Liu表示:「我們運用幾種不同類型的地震成像數據,可以看到我們認為是脫落下來的地函斷塊沉到高溫、黏稠的深部地函之中。」
「脫層作用發生之後,由於來自上方物質的冷卻作用,使得穩定陸塊根基附近的物質重新長回去。而這些新生物質的組成可能比之前在此處的物質密度還要低。」 伊利諾大學的地質學教授Craig
Lundstrom表示,「這些物質會帶來額外的浮力。由上浮所產生的推力可能形成了這些地勢特別高凸的區域。」
研究人員表示,團隊經由跨領域研究開始對地球構造運動的歷史得到相當合理――儘管也十分複雜的最新版本故事。
「非洲和南美的高凸地形不過是整個故事的一部份。」Hu表示,「有許多地質現象的所在位置,像是熱點的軌跡、大陸內部的火山活動、地表隆起與侵蝕,還有地震成像在穩地陸塊根基中呈現出的變形,似乎全都跟我們提出的脫層事件有深切的關聯,意味著它們之間可能存在著因果關係。」
也有證據支持在地球歷史上的其他時間,穩定地塊和地函柱之間曾在別處發生交互作用。
「岩石證據顯示在之前的超大陸循環中曾經發生抬升和侵蝕事件。」伊利諾大學地球、社會與環境學院的主任暨地質學教授Stephen
Marshak表示,「有個相關研究討論到類似事件,也就是陸地的抬升可能和穩定陸塊岩石圈的脫層有關。陸地抬升造成大規模侵蝕作用發生,使得前寒武紀基岩跟古生代的沉積岩地層的交界面成為『大不整合面』(Great Unconformity)。」
至今仍不清楚穩定地塊和地函柱之間的作用,可能會以何種方式影響被認為是地質活動不活躍的地區今日所發生的地震和火山活動。不過這項研究清楚表明地質學家對於所謂的穩定陸塊或許有了新的一層看法。
Continental interiors may not be as tectonically
stable as geologists think
A
University of Illinois-led team has identified unexpected geophysical signals
underneath tectonically stable interiors of South America and Africa. The data
suggest that geologic activity within stable portions of Earth’s uppermost
layer may have occurred more recently than previously believed. The findings,
published in Nature Geoscience,
challenge some of today’s leading theories regarding plate tectonics.

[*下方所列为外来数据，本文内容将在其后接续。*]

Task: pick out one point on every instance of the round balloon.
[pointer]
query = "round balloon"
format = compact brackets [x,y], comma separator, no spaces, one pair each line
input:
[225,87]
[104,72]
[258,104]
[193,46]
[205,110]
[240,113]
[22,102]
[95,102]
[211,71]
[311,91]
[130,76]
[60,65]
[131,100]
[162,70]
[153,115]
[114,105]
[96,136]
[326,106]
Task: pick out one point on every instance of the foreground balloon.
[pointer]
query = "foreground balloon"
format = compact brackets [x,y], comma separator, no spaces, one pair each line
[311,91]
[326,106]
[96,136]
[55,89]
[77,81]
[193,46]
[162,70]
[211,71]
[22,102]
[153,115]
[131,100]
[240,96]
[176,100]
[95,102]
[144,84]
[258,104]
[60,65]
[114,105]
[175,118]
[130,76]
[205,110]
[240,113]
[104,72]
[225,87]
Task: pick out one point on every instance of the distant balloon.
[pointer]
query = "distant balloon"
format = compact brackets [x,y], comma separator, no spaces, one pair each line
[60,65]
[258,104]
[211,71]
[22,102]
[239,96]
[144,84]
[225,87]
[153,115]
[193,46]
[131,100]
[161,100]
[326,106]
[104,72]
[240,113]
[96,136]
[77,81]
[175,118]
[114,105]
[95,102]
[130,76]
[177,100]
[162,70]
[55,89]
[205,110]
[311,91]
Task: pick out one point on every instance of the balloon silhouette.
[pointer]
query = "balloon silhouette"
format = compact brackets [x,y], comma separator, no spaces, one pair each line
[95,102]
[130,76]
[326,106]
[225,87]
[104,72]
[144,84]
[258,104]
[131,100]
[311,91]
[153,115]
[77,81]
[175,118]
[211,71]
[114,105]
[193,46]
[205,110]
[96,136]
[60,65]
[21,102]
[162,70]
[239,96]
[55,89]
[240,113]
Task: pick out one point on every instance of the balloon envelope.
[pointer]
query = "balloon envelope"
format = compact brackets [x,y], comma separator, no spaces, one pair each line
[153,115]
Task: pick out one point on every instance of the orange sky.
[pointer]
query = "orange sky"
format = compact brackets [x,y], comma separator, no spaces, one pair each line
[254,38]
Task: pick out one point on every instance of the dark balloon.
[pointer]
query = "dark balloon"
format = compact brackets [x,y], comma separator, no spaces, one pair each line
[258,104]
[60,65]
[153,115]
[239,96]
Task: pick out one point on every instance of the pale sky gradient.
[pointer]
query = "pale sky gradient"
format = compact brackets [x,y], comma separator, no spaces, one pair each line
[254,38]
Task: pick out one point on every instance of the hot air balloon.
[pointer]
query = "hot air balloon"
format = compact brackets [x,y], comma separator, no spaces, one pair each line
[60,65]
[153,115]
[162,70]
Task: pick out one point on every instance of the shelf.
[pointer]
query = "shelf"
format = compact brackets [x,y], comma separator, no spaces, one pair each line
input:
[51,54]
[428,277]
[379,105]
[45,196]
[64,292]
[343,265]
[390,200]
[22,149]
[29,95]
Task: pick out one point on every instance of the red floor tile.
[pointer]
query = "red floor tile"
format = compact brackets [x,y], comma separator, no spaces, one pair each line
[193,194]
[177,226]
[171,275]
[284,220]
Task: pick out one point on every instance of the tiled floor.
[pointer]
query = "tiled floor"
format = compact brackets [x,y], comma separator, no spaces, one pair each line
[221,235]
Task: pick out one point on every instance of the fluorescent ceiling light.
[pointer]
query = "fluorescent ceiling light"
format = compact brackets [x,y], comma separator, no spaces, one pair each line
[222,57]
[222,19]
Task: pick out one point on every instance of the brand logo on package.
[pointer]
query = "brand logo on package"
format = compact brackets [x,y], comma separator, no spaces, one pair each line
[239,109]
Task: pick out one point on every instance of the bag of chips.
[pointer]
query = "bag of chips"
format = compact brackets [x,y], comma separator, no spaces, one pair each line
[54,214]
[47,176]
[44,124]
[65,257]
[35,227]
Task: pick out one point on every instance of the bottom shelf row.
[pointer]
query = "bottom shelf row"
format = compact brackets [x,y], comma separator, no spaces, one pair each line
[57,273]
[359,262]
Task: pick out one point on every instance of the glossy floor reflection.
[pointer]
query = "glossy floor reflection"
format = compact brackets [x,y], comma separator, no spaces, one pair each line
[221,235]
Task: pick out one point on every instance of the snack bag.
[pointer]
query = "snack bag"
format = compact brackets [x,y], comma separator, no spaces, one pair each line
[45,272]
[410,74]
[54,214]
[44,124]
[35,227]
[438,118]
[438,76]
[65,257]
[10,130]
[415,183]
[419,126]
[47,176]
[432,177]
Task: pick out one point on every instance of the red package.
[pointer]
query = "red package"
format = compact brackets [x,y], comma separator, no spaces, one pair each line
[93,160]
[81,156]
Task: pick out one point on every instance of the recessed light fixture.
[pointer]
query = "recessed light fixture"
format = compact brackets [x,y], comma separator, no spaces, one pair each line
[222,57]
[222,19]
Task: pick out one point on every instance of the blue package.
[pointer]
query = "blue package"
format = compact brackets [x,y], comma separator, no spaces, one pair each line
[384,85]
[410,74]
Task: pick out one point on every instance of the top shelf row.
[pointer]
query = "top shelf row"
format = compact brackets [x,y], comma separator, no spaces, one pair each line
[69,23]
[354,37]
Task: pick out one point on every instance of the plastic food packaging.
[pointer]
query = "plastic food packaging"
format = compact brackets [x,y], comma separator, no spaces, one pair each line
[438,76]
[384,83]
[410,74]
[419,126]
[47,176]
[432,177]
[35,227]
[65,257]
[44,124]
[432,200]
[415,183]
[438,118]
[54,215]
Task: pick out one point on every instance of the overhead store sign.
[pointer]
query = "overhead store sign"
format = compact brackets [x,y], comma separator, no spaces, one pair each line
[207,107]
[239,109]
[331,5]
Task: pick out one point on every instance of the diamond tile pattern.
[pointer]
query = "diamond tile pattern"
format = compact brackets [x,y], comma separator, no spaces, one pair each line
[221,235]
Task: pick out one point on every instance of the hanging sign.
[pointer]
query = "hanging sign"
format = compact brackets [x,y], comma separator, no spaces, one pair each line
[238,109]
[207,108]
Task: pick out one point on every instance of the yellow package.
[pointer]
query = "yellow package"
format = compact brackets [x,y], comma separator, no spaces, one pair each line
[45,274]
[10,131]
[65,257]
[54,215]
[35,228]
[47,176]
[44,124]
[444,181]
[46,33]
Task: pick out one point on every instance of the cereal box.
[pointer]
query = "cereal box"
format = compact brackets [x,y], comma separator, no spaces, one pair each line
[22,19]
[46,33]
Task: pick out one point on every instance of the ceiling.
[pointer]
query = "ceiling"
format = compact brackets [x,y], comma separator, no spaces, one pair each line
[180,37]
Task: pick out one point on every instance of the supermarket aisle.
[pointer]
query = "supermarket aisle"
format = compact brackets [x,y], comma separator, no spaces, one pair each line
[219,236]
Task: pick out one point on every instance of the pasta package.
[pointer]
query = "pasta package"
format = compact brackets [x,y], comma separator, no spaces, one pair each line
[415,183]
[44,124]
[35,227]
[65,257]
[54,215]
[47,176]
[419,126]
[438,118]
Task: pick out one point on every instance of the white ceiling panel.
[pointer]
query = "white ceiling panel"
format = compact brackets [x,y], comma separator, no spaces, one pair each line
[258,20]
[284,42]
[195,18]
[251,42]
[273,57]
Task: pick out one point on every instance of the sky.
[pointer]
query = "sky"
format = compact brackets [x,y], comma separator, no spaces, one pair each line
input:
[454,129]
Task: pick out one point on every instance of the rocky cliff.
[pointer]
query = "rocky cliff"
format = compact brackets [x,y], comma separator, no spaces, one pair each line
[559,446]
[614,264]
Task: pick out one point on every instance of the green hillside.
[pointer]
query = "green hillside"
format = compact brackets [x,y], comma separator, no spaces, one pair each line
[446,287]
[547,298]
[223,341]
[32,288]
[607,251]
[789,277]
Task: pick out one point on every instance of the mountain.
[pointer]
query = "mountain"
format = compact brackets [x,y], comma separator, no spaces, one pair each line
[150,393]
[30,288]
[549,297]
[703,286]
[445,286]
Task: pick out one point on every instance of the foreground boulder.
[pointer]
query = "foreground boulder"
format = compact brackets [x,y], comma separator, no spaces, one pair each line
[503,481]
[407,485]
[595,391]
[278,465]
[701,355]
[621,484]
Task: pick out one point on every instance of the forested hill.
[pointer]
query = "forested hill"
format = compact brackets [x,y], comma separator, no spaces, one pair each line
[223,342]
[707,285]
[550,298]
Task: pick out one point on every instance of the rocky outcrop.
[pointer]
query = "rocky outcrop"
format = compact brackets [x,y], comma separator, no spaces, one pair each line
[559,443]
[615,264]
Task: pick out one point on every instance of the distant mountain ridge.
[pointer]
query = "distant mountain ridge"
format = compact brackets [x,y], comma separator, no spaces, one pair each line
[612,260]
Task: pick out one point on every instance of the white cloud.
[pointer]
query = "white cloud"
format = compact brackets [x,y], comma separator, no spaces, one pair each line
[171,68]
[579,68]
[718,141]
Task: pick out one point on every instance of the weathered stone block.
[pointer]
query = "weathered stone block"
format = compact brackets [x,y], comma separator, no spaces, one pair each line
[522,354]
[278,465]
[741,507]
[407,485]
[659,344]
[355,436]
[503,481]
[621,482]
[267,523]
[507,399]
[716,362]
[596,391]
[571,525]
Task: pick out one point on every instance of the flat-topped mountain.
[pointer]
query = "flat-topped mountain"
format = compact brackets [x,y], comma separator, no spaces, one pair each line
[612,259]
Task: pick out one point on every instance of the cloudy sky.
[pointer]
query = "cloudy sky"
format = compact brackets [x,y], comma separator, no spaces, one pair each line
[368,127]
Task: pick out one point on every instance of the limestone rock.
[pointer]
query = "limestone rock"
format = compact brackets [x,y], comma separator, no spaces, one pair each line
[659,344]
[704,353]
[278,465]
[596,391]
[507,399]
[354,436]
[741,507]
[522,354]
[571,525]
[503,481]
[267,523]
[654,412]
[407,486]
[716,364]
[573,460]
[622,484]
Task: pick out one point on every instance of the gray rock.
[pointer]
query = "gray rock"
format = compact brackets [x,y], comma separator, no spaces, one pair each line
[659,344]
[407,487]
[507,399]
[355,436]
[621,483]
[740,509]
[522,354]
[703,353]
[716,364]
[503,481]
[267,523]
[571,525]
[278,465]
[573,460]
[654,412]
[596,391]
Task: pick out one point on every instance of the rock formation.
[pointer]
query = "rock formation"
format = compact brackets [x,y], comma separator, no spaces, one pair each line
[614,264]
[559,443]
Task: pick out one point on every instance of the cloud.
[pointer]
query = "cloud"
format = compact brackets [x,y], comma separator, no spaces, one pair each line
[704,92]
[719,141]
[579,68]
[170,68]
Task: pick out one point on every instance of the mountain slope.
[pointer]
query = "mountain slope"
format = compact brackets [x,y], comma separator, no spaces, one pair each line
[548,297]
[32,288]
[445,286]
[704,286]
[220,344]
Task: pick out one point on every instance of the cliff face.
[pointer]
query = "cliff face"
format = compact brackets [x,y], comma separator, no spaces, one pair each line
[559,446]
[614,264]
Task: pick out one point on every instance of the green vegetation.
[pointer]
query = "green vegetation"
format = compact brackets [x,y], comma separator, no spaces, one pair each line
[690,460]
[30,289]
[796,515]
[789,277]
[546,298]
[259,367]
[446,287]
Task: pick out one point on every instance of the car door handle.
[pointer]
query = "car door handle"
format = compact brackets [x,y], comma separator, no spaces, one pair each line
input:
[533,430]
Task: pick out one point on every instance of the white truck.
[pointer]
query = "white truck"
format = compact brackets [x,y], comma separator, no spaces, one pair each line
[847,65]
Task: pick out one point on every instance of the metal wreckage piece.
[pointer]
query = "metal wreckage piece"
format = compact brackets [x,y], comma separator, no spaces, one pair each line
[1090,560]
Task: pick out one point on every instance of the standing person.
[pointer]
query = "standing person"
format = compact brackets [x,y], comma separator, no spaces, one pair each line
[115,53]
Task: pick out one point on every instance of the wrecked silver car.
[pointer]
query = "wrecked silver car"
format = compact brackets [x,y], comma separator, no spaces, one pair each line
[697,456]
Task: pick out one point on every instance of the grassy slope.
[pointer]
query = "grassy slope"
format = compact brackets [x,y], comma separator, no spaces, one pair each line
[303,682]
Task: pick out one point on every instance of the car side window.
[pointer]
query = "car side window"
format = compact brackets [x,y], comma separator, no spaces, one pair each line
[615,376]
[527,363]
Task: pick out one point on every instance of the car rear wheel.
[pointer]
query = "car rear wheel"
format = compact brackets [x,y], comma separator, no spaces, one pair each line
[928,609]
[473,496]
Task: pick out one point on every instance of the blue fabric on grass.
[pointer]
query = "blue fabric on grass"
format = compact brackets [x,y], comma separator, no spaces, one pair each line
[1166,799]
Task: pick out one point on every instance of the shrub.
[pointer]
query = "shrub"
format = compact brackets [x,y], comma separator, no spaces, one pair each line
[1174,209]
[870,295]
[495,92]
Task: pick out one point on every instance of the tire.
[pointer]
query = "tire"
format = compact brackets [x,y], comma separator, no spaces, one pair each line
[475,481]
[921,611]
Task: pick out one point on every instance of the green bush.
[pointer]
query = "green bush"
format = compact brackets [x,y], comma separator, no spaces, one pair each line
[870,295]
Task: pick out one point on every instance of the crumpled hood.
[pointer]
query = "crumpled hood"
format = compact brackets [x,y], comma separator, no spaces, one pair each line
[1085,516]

The most ancient rocks on Earth are located within continental
interiors, far from active tectonic boundaries where rocks recycle back into
the planet’s interior. These strong, buoyant and deeply rooted blocks of Earth,
called cratons, have been drifting on the surface for billions of years,
seemingly undisturbed. They occasionally join and break apart along their edges
in a dance called the supercontinent cycle.
“We usually think of cratons as being cold, stable and
low-elevation,” said professor of geology and study co-author Lijun Liu. “Cold because the rocks are far above the hot
mantle layers, stable because their crusts have not been disturbed
significantly by faulting or deformation, and their low elevation is because
they have been sitting there, eroding down for billions of years.”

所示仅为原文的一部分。